Ya ha firmado. Mira a la mujer y se ríe ahora también con su maldita risa inoportuna. Deja el boli. Se muerde el nudillo del dedo pulgar. Se obliga a parar. Es un ridículo demasiado explícito. Quiere preguntarle a la mujer de hielo si ella la cree, si ella ha leído lo que pone en esas ocho hojas, si ella cree que está libre de coacción o nunca o cuándo. Quiere tener una rabieta de niño de tres años y que el hombre de seguridad, que tiene el mismo sudor en las sienes que la pantalla de su móvil hace un rato, la retenga fuerte en un abrazo de oso marrón caqui. Y ella lo pelee porque sabe que no la dejarán llegar tan lejos como su pulsión la incita, no lanzará el paragüero contra la vitrina, ni rasgará los cuadros anodinos con el boli de firmar, ni arrojará ninguna americana por el hueco de la escalera después de arañar las caras que asoman sobre las camisas y corbatas, ni gritará arrebatada de qué coño sirve aquello, porque está contenida por un cuerpo de seguridad. Pero tampoco se le ocurre siquiera despedirse del hombre de caqui, ni darle las gracias, cuando se gira y tiene que dar el relevo. Nota una gota resbalando de cada axila.

—Te toca.

—¿Ya?

—Sí.

Odia las preguntas fáticas que la obligan a expresarse una frase más innecesariamente. Cada palabra le cuesta una duda.

Se queda a esperarlo. Se queda porque cree que él quiere eso. O no. O porque no está bien irse sin despedirse. Es inmaduro. Y ella es una mujer adulta que se unta los talones con manteca. Así que se queda. Aguanta firme bajo el sol. Podría esperar en otra parte y escribirle. Pero no quiere elegir más palabras. La tensión le fluctúa y sueña con desmayarse y que se la lleven. Que se la lleve alguien. Incorpora la sensación de vahído y se desequilibra. Piensa entonces que es posible que se haya manipulado a sí misma para marearse. Que si es así, igual ha sido ella todo. Todo ella.

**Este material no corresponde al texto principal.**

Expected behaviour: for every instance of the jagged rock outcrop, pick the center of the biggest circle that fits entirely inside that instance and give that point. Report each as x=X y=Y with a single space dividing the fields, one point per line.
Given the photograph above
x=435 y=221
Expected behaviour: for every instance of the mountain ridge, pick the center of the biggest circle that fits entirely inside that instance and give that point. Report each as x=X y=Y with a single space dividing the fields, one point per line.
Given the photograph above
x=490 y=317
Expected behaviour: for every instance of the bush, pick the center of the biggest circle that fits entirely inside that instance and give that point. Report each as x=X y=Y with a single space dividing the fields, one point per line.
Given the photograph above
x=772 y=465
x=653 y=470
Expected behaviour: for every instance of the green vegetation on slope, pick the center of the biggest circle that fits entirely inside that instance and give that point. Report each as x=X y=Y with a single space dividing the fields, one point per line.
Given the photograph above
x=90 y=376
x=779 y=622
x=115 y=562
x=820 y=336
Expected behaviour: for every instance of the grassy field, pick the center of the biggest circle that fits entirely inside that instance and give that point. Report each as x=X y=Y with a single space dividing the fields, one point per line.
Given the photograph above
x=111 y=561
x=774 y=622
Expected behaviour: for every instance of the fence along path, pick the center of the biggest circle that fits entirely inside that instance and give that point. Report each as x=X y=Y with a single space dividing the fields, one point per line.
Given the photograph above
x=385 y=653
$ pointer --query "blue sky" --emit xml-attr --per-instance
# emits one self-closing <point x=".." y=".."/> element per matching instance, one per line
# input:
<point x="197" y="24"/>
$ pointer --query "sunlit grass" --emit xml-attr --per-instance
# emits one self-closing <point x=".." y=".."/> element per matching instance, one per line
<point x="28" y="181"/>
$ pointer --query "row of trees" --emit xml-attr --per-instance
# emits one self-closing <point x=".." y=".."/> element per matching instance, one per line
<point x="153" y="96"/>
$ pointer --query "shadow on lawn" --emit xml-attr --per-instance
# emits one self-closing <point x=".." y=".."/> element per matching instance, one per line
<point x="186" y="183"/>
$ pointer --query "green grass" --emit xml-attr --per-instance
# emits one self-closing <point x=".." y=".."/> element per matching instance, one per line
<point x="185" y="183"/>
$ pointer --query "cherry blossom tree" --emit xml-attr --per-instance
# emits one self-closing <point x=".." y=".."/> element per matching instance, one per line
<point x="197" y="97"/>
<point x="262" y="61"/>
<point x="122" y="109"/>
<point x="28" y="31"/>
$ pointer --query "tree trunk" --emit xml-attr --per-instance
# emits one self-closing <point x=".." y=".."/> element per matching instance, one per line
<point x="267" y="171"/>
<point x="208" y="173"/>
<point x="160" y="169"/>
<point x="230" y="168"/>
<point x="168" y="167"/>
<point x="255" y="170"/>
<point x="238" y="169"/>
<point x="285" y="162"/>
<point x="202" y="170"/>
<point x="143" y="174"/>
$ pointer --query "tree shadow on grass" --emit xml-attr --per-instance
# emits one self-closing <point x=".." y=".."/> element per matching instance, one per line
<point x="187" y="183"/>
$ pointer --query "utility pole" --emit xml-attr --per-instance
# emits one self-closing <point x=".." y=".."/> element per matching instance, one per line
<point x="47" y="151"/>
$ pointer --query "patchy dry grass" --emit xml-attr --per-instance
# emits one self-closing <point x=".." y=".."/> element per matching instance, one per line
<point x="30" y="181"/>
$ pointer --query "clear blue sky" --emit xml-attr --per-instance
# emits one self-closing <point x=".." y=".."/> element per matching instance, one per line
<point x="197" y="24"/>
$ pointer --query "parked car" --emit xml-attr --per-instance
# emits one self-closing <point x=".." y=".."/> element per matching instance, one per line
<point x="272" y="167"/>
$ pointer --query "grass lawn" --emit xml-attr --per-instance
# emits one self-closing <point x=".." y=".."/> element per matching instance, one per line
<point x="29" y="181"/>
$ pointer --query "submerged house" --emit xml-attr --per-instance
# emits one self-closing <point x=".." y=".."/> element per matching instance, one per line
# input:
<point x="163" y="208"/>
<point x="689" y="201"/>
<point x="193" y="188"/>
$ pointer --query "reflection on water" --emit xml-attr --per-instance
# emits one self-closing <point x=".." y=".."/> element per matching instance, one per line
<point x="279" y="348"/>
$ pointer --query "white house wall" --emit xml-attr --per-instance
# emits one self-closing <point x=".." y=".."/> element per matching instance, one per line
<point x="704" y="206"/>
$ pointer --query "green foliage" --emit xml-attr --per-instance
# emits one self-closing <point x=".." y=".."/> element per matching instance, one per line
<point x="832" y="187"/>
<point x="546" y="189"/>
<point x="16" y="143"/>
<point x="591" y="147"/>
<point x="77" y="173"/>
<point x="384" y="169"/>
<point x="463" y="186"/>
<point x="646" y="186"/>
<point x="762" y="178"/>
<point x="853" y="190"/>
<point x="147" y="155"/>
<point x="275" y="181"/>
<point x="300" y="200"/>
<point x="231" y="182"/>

Y afortunadamente no le ha contado a nadie, a nadie que la creyera lo suficiente, el paisaje que va despejando en su cabeza, uniendo líneas de puntos. Es una suerte —que no la hayan creído— por si acaso. Se desequilibra y va a apoyarse en un seto. Pero la mano se alza como un resorte.

—¡Ah!

Grita con toda su voz. Aparece gente que ella no había visto y le aconsejan que sorba fuerte para sacar el aguijón, o el veneno, le cubren la muñeca de barro improvisado, le traen hielo. Y comentan que hay más de las que parece, que a veces se infectan o dan reacciones alérgicas, pero que no se preocupe que, por probabilidad, este verano ya no le picará ninguna otra.